EVOLUTION INFORMATION ANALYSIS

AMAS - Analysis of Protein Multiple Sequence Alignments

The CBRG (CBRG@INF.ETHZ.CH) server performs a multiple alignment of sequences and analyses it. PAM distances are calculated with visualisation as phylogenetic trees or/and graphs. Variation indices in each alignment position are worked out. Surface and interior residues of protein folded structure are predicted by the ETH method on the base of the multiple alignment . The algorithm assumes that all members of the multiple alignment have same tertiary structure. The surface positions are identified based on hydrophilic variation. The interior positions are recognized based on concurrent hydrophobic conservation and variation. The accuracy of prediction is varied from 80 to 100% and depends on the alignment parameters. The surface and interior assignments can be used for the prediction of coil regions, helices and strands. The breaks in secondary structure of a protein family are predicted based on motifs of multiple alignment (e.g. a large amount of prolins or deletions) that tend to be between secondary structure elements.

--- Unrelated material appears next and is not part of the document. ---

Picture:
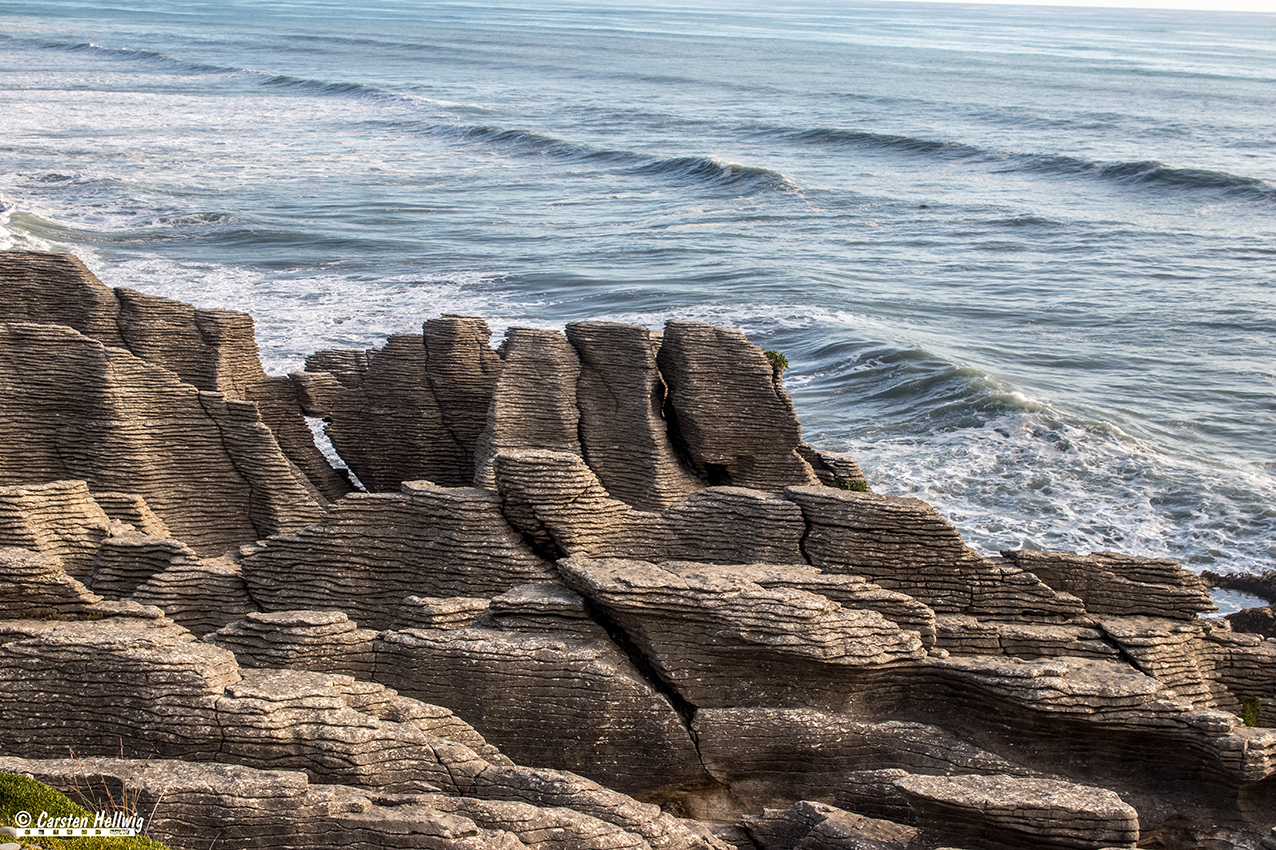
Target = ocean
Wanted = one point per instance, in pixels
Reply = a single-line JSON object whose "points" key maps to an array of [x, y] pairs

A multiple alignment may be produced by the CLUSTALW algorithm.The SERVE@INDY.GENEBEE.MSU.SU server (the WWW server at) produces multiple alignment and construct phylogenetic trees by algorithms from the GENEBEE package. The BLOCKS server constructs the protein blocks (e-mail server:BLOCKMAKER@SPARKY.FHCRC.ORG). This server allows to identify conserved regions in protein family. The blocks are produced from unaligned sequence set by two different algorithms.


RECONSTRUCTION OF AMINO ACID SEQUENCES FROM DIGESTION PRODUCTS

The tool MassSearch (CBRG@INF.ETHZ.CH) allows the identification of known proteins from a set of fragment weights after proteolytic or chemical digest . It seeks the SWISS-PROT or EMBL databases for matched sequences. Chemical modifications of amino acid changing the fragment weights may be taken into account. Precision in the searching increases when more than one digestion with different enzymes is available. This method successfully identifies two proteins digested together.

AA Analysis - Protein Identification in SwissProt and PIR using Amino Acid Composition" "AACompIdent is a tool which allows the identification of a protein from its amino acid composition. It searches SWISS-PROT for proteins, whose amino acid compositions are closest to the amino acid composition given."